America (left), a handsome young woman wearing quasi-classical draperies and a coronet of feathers, is being plundered by five Frenchmen. Two wear feathered hats and cloaks of Directors (see BMSat 9199), one of them (probably Barras) on the extreme left takes her by the chin, pointing to two sacks inscribed 'Private Plunderfor the Directors'. She says to him, her head turned in profile, "America will not have her rights infringed on". He answers: "We infringe - Dat be ver good! Indeed Madame Amerique you be ver pretty Woman and we should like to give you the hug Fraternale [cf. BMSat 8119], Begar we do not want to quarrel with you, as a proof, my Brothers the grand Directeur's are at this moment take all de Care possible of your Baggage - derefore if you vil go back and bring littel more of de l'Argent you shall be admit to de honor of de sitting, we only ask de favor we never sieze on property." His companion, smiling furtively, holds the purse which he has stolen from her, while unperceived he twitches out one of the twelve feathers of her coronet, three of which are inscribed, 'Pensilvania', 'Philadelphia', 'New York'. He says: "By gar some of dese fedders vil look vel in de caps of us Legislateurs."

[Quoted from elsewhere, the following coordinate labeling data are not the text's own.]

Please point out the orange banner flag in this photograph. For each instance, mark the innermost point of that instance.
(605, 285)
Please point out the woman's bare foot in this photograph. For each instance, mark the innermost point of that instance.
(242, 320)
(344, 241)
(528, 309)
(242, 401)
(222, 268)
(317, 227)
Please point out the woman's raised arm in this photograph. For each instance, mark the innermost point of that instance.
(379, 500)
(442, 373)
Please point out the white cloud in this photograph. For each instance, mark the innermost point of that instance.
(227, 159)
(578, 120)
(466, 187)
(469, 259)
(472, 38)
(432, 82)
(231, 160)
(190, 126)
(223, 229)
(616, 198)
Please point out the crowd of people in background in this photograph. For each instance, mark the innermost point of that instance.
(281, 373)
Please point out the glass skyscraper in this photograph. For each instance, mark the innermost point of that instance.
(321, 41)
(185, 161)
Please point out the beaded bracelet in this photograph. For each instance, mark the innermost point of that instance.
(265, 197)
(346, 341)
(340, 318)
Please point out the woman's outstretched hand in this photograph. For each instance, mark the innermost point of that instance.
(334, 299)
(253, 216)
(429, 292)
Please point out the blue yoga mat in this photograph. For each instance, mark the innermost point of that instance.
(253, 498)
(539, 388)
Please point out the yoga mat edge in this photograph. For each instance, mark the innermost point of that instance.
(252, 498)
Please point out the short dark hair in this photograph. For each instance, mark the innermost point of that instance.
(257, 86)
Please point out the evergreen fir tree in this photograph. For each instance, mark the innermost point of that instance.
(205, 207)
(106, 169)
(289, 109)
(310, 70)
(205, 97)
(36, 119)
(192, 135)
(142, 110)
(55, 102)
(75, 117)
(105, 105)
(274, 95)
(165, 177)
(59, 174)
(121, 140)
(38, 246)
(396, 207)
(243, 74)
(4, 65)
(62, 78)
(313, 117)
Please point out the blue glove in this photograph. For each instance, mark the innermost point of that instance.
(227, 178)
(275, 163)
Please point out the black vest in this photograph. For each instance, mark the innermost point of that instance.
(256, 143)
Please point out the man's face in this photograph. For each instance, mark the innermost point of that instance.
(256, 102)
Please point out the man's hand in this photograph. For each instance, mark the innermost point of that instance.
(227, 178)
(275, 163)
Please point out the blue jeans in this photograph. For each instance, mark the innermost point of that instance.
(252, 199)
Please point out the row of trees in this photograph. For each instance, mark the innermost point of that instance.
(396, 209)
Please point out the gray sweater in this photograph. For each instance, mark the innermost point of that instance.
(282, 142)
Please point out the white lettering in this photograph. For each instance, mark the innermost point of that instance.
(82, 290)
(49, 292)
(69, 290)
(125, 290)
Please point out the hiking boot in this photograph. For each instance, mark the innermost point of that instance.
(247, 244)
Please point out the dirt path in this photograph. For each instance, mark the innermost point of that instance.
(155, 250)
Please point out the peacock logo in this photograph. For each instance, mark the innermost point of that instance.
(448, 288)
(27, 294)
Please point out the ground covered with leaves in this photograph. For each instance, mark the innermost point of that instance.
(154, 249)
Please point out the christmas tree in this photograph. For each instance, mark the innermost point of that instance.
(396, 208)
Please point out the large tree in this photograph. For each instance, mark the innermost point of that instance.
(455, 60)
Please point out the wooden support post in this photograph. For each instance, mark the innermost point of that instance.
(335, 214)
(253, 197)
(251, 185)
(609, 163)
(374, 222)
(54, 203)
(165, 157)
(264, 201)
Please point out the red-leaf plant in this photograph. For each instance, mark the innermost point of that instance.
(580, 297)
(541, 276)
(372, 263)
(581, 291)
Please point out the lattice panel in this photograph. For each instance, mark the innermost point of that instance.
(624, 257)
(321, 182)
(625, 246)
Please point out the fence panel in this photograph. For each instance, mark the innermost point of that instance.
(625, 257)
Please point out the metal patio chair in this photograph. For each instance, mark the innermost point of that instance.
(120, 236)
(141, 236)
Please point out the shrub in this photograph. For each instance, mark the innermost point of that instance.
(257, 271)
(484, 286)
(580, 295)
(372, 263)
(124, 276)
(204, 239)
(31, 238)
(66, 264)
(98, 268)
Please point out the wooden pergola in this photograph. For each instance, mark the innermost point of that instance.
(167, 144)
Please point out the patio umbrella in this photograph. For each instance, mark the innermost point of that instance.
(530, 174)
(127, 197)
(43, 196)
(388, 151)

The three others, two in regimentals, one in bonnet-rouge, have a large open sack of plunder inscribed 'National Sack' and 'Diplomatic perquisites'. One, kneeling, holds it open, a drawn sabre inscribed 'French Argument' in his right hand. He wears a large cocked hat, long queue, and is out at elbows. He says: "Oui Oui Madame Amerique dis Argument vil convince you dat all he says be true." The two others empty into his sack the contents of two smaller ones; one, wearing a cavalry helmet on which is a dragon with barbed tongue, has a sack: 'Borrow'd pr Force from Switzerland'. The other sack is: 'Extorted from Portugal'. The sacks are full of plate, including a salver with the flabsburg eagle, and watches. From rents in it escape coins, a chalice, and a crucifix.
The scene is on the coast near the Channel. Across the water is 'Shakespeare's Cliff', rising in a curve to a mound on which sits in a chair a fat John Bull laughing at the spoliation. In the middle distance, by the French shore, is a group of five: a Spanish don in cloak and slashed breeches says: "they'll certainly pluck her to the last feather". Next him (left) stands the Pope wearing his tiara and holding an open book; he says: "aye they left me nothing but my prayer book and Crown, and stripd that of its jewels". A fat Dutchman (right), pointing across the water, says: "Yaw Mynheer we have been great dupes and there sits John Bull on his Rock laughing at us". Next is an Austrian hussar, saying, "yes we know how things will go by Experience". The fifth, behind the others, may be a Swiss. 1 June 1798
- Production date
Height: 274 millimetres
Width: 427 millimetres
- Curator's comments
- (Description and comment from M.Dorothy George, 'Catalogue of Political and Personal Satires in the British Museum', VII, 1942)
In May the English papers (e.g. 'Lond. Chron.', 15 May) published extracts from 'the XYZ dispatches', published in America in Apr. 1798, relating the negotiations of the American envoys in Paris from Oct. 1797: The envoys were not received by Talleyrand, the Foreign Minister, but were visited by three political agents (X, Y, Z in the translation laid before Congress). They informed the Americans that if they wished to make a treaty with France they must pay each of the five Directors $50,000, apologize for remarks by Adams in a speech to Congress, buy from France an extorted Dutch loan, valued at $1,000,000. The result was a revolution in American opinion and a change of policy. The cry was 'millions for defence but not a cent for tribute'. B. Fay, 'The Revolutionary Spirit of France and America', 1928, pp. 403 ff.; 'Camb. Mod. Hist.' vii. 320-1. The French entry into Rome (Feb. 1798) had been followed by the pillaging of the Vatican, palaces, and churches; the Temporal Power was abolished, and the Pope sent to Tuscany, and later to Valence, where he died in 1799. Switzerland was revolutionized by a large French army in Mar. 1798; a central Republic was set up, Geneva and Mülhausen were annexed, treasure and arms were seized and sent to France. Ibid. viii. 638-41. For the exactions from the conquered United Provinces see BMSat 8608, &c.